Most worrying has to be the change in the defensive numbers. Arsenal tend to play a more passive style of defense than most of the top teams, trading shot suppression for forcing the opposition to take worse shots. However, this year they are giving up far higher xG shots, but doing it at nearly the same rate as before and basically at league average numbers. That's not gaming xG, that's just losing more games.

The question of why this is happening has lots of moving parts that seem to add up to a big problem. Monreal is finally showing a bit of age, and is no longer the elite defender he once was. though talented, Mustafi has had some issues bedding into the Premier League. Gabriel perhaps isn't as good as Arsenal thought when they bought him, and he's been forced to play right back when Bellerin is out.
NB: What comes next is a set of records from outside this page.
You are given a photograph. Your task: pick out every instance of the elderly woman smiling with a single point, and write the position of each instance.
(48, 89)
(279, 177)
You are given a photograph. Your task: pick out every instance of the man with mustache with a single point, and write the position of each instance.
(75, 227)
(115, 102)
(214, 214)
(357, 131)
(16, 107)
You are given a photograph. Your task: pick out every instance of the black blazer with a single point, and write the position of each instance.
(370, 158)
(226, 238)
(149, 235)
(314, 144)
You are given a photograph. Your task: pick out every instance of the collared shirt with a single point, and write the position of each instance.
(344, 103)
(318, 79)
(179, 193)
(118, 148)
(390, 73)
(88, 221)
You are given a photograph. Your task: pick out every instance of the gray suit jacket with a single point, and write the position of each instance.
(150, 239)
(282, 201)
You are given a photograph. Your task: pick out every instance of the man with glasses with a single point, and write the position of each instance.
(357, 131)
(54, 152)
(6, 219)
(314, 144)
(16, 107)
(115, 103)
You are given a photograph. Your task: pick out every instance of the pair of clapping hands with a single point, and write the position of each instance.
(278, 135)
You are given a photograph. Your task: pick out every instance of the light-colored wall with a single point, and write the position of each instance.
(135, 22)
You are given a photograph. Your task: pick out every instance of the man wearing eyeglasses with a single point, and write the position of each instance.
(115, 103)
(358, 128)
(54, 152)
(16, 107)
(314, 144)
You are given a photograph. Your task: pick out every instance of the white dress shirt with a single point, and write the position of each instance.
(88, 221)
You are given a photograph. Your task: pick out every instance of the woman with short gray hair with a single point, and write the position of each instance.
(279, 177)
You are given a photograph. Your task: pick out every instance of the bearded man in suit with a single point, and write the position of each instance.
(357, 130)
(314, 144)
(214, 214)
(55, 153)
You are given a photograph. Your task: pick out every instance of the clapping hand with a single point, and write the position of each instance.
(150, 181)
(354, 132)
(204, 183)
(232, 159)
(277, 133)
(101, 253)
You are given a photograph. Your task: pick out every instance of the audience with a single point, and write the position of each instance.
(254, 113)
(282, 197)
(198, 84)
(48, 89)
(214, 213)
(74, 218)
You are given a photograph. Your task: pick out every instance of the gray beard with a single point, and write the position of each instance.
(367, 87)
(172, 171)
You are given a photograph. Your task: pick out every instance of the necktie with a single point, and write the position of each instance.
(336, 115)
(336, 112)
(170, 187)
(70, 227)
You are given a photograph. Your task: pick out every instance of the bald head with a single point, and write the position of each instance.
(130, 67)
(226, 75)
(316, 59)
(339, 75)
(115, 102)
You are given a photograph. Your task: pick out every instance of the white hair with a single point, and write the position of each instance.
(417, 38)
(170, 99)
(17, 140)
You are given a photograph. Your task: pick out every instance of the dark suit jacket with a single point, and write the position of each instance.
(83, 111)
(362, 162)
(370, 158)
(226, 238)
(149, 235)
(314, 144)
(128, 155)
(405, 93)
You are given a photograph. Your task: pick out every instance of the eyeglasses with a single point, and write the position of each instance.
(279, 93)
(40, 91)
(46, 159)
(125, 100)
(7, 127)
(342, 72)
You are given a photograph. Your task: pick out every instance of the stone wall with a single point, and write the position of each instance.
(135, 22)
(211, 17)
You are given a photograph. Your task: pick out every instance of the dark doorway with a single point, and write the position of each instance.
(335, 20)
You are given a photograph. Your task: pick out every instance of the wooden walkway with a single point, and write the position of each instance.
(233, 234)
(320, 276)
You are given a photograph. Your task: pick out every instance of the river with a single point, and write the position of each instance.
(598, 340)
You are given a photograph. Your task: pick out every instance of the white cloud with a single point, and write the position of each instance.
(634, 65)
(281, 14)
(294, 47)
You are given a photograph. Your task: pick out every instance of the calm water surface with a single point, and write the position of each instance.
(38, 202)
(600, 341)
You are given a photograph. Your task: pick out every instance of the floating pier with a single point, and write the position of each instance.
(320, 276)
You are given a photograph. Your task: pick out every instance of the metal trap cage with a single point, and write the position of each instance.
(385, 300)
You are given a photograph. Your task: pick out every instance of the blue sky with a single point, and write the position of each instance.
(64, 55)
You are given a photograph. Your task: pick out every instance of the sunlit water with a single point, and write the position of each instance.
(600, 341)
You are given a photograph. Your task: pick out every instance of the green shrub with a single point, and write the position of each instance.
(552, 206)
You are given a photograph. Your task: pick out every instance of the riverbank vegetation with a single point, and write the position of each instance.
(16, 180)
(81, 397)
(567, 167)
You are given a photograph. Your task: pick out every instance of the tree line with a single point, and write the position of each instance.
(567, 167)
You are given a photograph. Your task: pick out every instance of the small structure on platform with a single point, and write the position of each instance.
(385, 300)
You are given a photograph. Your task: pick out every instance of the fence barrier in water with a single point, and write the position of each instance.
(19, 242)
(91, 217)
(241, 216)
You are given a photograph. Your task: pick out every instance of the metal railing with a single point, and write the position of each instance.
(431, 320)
Meanwhile in midfield, the aforementioned Cazorla may never be fully fit again. It's like Defensive Midfielder Groundhog Day Part 2, except instead of starring Mikel Arteta and his hair, we now have a different diminutive Spaniard playing the lead. Welsh hero Aaron Ramsey has played about the same amount as Santi, leaving Wenger to choose the so-called Dumb and Dumber axis of Coquelin-Xhaka as a double pivot, while occasionally adding El Neny, Oxlade-Chamberlain, or Alex Iwobi into the mix.

Last year's Arsenal looked like the best team in the league in the numbers, and a club that was close to taking the next steps in regularly competing for league titles instead of fourth place. This year's Arsenal looks almost exactly like their league position - likely to miss out on the Champions League for the first time in ages.

At least we know who to complain about all of this to. Unlike almost every other club in the Premier League, Arsene Wenger has full control at Arsenal. The question is whether he understands what the causes of the problems are, and whether he's adaptable enough at age 67 to rebuild this team for future title runs.

Despite a generation of good years together, Arsenal fans no longer seem convinced he's capable of anything other than 4th place trophies and Champions League knockout rounds, but they've certainly started yearning for something different.